GAI can be viewed as a challenge and/or an opportunity for students and instructors.

In some contexts, GAI has the potential to enhance learning outcomes, student equity, or instructor efficacy/efficiency. However, in others, it may not, or actually be detrimental to learning, equity, or academic integrity. For a particular teaching context and learning objective, often, any of the outcomes above are plausible (see also the Eberly Center FAQ on GAI). Ultimately, the impacts of GAI may depend on the underlying teaching and learning principles that are at play given a particular implementation. Regardless, rigorous data directly comparing learning outcomes with and without student use of GAI are lacking.

Consequently, we do not view GAI as a “hammer” and we do not think every teaching and learning challenge is a “nail.” In other words, we are NOT advocating that instructors use GAI just to use it. Instead, we advocate an intentional, student-centered, inclusive, and evidence-based approach to adapting to GAI in teaching (described below). 

Eberly colleagues welcome the opportunity to discuss the pros and cons of different possible strategies for adapting your CMU courses.
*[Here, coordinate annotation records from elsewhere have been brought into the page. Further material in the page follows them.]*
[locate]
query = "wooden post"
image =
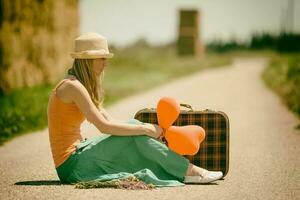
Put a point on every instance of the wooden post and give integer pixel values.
(189, 41)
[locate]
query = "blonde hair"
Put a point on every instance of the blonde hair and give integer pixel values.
(82, 69)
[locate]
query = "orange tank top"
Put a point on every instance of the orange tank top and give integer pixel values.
(64, 120)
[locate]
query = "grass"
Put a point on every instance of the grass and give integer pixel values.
(283, 77)
(132, 70)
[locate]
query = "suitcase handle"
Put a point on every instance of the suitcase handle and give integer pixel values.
(187, 106)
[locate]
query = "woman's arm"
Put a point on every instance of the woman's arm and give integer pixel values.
(108, 116)
(76, 92)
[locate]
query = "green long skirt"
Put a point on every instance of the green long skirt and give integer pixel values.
(109, 157)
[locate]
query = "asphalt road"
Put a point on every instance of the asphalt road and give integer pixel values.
(264, 144)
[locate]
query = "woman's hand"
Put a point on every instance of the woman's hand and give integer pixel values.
(154, 130)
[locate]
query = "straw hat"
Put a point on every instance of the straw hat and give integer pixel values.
(91, 45)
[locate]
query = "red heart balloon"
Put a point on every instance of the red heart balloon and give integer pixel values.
(185, 140)
(167, 112)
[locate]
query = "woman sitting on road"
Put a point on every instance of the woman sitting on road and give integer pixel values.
(130, 148)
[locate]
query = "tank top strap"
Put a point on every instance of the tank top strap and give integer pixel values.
(61, 82)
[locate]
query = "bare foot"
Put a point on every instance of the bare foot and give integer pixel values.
(194, 170)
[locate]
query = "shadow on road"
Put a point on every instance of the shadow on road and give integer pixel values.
(39, 182)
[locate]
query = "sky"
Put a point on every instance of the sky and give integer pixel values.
(123, 22)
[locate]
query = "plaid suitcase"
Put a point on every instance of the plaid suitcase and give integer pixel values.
(214, 150)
Email us at eberly-assist@andrew.cmu.edu.


The impact of GAI on higher education is an open “teaching as research” question and the Eberly Center is here to help instructors.

Because we do NOT yet know how its use will affect student learning or equity, our approach is to explore the impacts of genAI through action research (i.e., research to inform practice). Our goal is to help CMU instructors collect, analyze, interpret, and disseminate data that directly measures the impacts of GAI on student learning and attitudes, rather than relying entirely on intuition and/or theory to inform practice. We define data broadly, but it refers to direct measures. And, we always consider and test the alternative hypotheses that implementing GAI may increase, decrease, or not affect student outcomes. Leveraging our expertise in quantitative and qualitative education research methods, our mission is to make it easier for instructors to leverage a data-informed, iterative approach to exploring innovations in teaching and learning.
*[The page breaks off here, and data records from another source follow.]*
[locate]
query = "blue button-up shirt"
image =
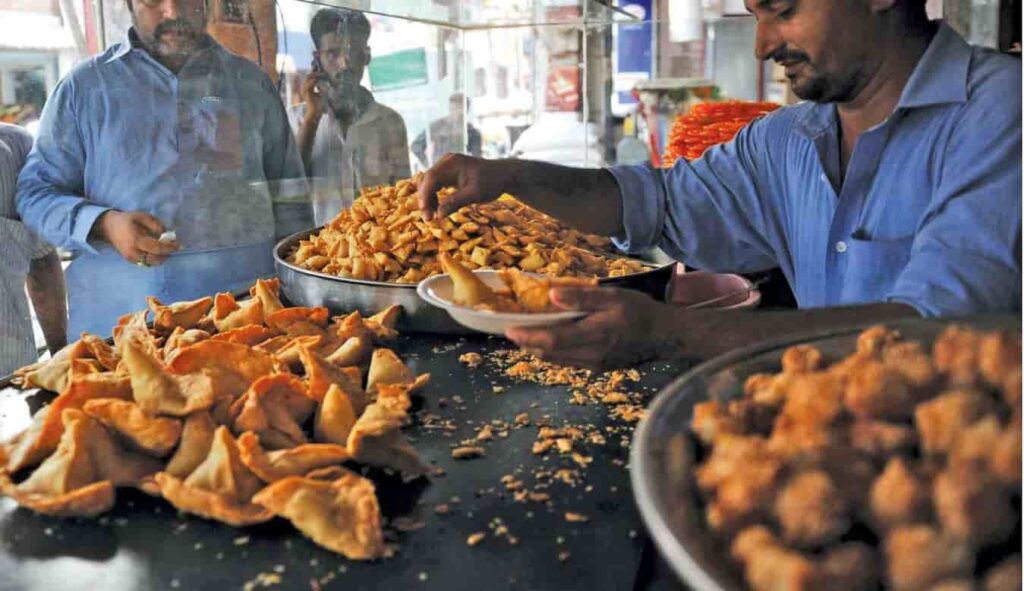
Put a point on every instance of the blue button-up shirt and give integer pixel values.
(929, 213)
(195, 150)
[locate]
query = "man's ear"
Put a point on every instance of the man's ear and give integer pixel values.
(878, 6)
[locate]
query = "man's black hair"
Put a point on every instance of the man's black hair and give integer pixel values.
(351, 24)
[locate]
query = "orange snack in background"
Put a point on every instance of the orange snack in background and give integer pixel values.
(710, 123)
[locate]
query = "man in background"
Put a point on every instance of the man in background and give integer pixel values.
(164, 131)
(449, 134)
(347, 139)
(26, 261)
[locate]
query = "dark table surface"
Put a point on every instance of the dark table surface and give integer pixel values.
(142, 543)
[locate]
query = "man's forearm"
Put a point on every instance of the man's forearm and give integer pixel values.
(584, 198)
(46, 289)
(704, 334)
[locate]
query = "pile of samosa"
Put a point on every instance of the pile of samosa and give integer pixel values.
(235, 411)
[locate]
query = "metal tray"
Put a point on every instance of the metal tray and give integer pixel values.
(663, 456)
(306, 288)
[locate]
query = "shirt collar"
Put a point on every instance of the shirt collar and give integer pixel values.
(131, 41)
(939, 77)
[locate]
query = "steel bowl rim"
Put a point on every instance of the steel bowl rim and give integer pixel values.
(301, 235)
(680, 560)
(676, 554)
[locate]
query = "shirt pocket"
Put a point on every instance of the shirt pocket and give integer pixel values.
(216, 125)
(872, 267)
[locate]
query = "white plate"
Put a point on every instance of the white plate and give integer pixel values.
(437, 291)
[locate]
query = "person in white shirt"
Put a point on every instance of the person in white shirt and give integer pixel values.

Contact us at eberly-assist@andrew.cmu.edu to discuss your ideas for innovating with and collecting data on the impacts of GAI tools in CMU courses. 


Adoption and study of GAI in teaching must navigate ethical concerns. 
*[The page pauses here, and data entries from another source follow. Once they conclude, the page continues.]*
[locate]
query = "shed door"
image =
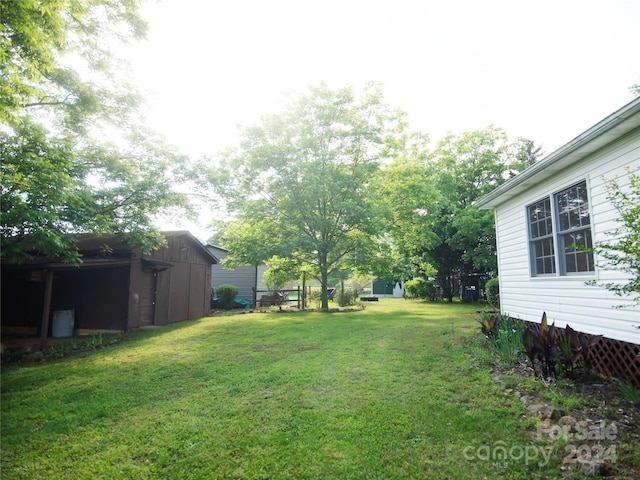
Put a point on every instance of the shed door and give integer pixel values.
(148, 298)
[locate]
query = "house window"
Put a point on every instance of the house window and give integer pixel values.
(564, 224)
(574, 229)
(541, 238)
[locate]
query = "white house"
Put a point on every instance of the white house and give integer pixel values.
(555, 205)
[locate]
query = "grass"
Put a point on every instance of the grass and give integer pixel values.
(384, 393)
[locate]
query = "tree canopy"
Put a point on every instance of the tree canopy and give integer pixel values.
(62, 96)
(299, 183)
(430, 195)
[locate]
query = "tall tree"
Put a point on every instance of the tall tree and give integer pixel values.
(299, 182)
(61, 96)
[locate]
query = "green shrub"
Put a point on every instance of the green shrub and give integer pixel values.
(492, 287)
(226, 295)
(419, 287)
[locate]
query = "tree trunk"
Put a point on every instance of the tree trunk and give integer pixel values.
(324, 280)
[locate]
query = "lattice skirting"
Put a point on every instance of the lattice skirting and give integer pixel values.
(613, 358)
(617, 359)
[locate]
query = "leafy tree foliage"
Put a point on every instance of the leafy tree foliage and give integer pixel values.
(430, 202)
(622, 251)
(299, 183)
(61, 96)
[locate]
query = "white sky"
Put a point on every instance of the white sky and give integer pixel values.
(546, 70)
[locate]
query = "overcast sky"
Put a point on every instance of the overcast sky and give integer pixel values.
(546, 70)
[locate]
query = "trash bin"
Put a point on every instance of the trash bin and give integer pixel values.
(62, 325)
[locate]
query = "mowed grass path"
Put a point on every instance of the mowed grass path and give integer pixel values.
(382, 393)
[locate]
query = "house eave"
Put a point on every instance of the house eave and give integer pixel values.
(611, 128)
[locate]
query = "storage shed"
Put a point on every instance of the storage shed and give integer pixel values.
(547, 220)
(115, 288)
(247, 279)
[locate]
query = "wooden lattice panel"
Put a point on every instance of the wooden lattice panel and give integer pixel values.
(613, 358)
(617, 359)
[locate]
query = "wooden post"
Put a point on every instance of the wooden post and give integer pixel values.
(46, 309)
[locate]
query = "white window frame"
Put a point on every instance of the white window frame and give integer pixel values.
(560, 250)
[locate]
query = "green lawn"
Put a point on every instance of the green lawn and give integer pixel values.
(382, 393)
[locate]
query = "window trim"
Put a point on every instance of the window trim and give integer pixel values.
(560, 260)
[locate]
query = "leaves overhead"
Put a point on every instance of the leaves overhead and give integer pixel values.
(61, 95)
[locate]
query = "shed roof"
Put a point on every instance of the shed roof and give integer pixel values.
(604, 132)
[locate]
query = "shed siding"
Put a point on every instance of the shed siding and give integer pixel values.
(242, 277)
(566, 299)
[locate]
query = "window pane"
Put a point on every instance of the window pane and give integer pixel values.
(541, 237)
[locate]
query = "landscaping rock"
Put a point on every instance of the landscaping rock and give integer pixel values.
(592, 468)
(541, 411)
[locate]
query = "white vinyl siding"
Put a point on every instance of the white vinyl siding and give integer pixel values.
(560, 236)
(574, 230)
(566, 298)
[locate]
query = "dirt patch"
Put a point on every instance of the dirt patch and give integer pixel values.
(587, 424)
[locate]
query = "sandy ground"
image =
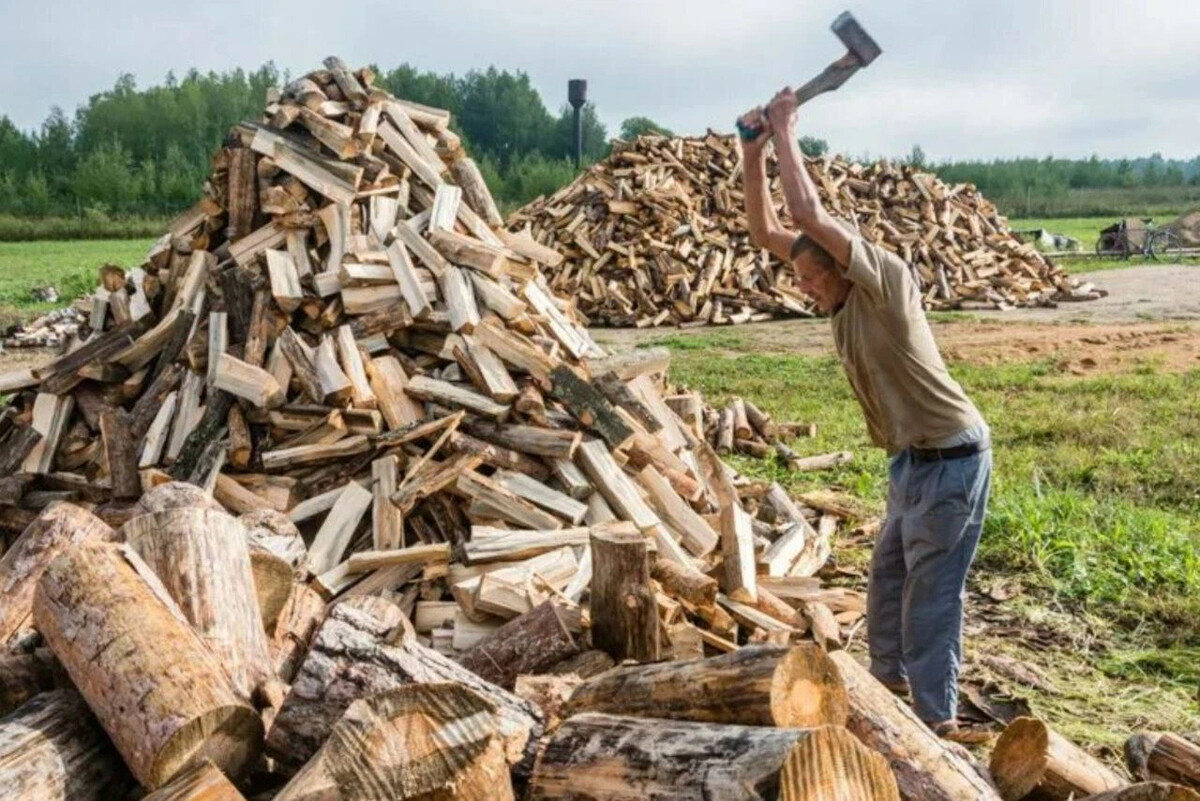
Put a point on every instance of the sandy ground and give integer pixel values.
(1152, 314)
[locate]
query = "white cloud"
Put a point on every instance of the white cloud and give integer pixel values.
(963, 79)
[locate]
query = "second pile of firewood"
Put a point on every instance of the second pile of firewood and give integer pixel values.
(657, 235)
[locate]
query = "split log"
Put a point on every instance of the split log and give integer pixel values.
(162, 696)
(24, 675)
(409, 744)
(173, 494)
(52, 747)
(678, 582)
(1167, 757)
(58, 528)
(203, 560)
(925, 768)
(1030, 756)
(761, 685)
(624, 613)
(625, 758)
(354, 655)
(528, 644)
(202, 782)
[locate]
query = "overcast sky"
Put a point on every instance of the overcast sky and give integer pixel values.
(966, 78)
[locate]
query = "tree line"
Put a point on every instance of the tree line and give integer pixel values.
(147, 151)
(132, 151)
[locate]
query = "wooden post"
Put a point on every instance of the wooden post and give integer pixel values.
(1167, 757)
(1032, 756)
(624, 613)
(52, 747)
(163, 697)
(607, 757)
(924, 766)
(451, 750)
(58, 528)
(759, 685)
(527, 644)
(202, 558)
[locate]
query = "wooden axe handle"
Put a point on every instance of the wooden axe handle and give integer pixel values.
(829, 79)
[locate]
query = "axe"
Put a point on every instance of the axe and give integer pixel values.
(861, 50)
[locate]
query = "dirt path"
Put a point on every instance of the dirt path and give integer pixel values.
(1152, 315)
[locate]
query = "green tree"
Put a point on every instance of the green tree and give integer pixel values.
(105, 179)
(639, 126)
(814, 148)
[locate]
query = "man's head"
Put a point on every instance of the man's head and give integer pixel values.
(819, 273)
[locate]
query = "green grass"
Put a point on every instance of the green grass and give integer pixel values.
(71, 266)
(1097, 487)
(89, 226)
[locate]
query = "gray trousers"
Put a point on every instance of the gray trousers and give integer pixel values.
(918, 576)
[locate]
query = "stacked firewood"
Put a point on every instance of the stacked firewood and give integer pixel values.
(657, 235)
(339, 503)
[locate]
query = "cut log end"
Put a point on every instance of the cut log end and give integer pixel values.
(807, 690)
(1020, 758)
(228, 735)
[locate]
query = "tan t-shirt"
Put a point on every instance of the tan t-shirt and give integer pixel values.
(893, 363)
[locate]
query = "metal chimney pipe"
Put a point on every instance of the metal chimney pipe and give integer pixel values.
(577, 95)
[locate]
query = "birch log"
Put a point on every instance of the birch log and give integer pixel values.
(161, 694)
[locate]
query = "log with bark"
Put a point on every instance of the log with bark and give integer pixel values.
(162, 696)
(761, 685)
(1163, 756)
(203, 560)
(617, 758)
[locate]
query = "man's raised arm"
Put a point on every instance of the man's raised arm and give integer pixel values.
(766, 230)
(803, 200)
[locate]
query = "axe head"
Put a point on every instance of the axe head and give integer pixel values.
(857, 41)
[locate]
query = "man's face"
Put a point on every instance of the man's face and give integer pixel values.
(820, 282)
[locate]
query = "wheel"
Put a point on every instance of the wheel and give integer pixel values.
(1110, 245)
(1165, 245)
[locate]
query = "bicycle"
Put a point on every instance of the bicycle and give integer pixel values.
(1115, 241)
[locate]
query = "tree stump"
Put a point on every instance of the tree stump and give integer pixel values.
(162, 696)
(413, 742)
(604, 757)
(52, 747)
(925, 769)
(1030, 756)
(762, 685)
(276, 553)
(24, 675)
(1149, 792)
(174, 494)
(57, 528)
(528, 644)
(624, 610)
(202, 558)
(201, 782)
We consider potential implementations and studies of GAI with an open mind, but with caution because there are conspicuous ethical concerns related to educational applications, depending on the use case, tool, and implementation (e.g., privacy, accessibility, data security, IP, costs to students, legal implications and more). With any use case or study, we seek to mitigate concerns and avoid harm.


Learning objectives, backward design, and direct measures of student outcomes should guide explorations of the impacts of GAI.

We advocate the following heuristic:

  1. Think intentionally about a learning objective and formulate a research question about it with respect to GAI. How might it affect student learning or equity? 
  2. Then, design how one could collect data to test that question in a CMU course (i.e., learning with vs. without AI use OR which AI use works better for learning). What are possible sources of data directly measuring student learning or attitudes? What comparison groups are possible to infer causality in observed data? 
  3. And finally, ideate and select options for how you might implement a gen AI tool to test your research question.
  4. What are possible implications for diversity, equity, inclusion and belonging?

We acknowledge that conducting the thought experiment above might result in your decision to NOT pursue the research question or implement gen AI in your teaching. Similarly, results of studies might influence whether or not you continue to employ GAI in your teaching. However, these choices would be OK with us because they would be the result of an intentional thought process.

And, if you end up NOT pursuing a research question about GAI or do NOT use GAI at all, the Eberly Center can still support your study of other educational research questions or teaching interventions in CMU courses. We have other fellowships, programs, and 1-on-1 consults that are available to support teaching as research as part of your regular practice as educators!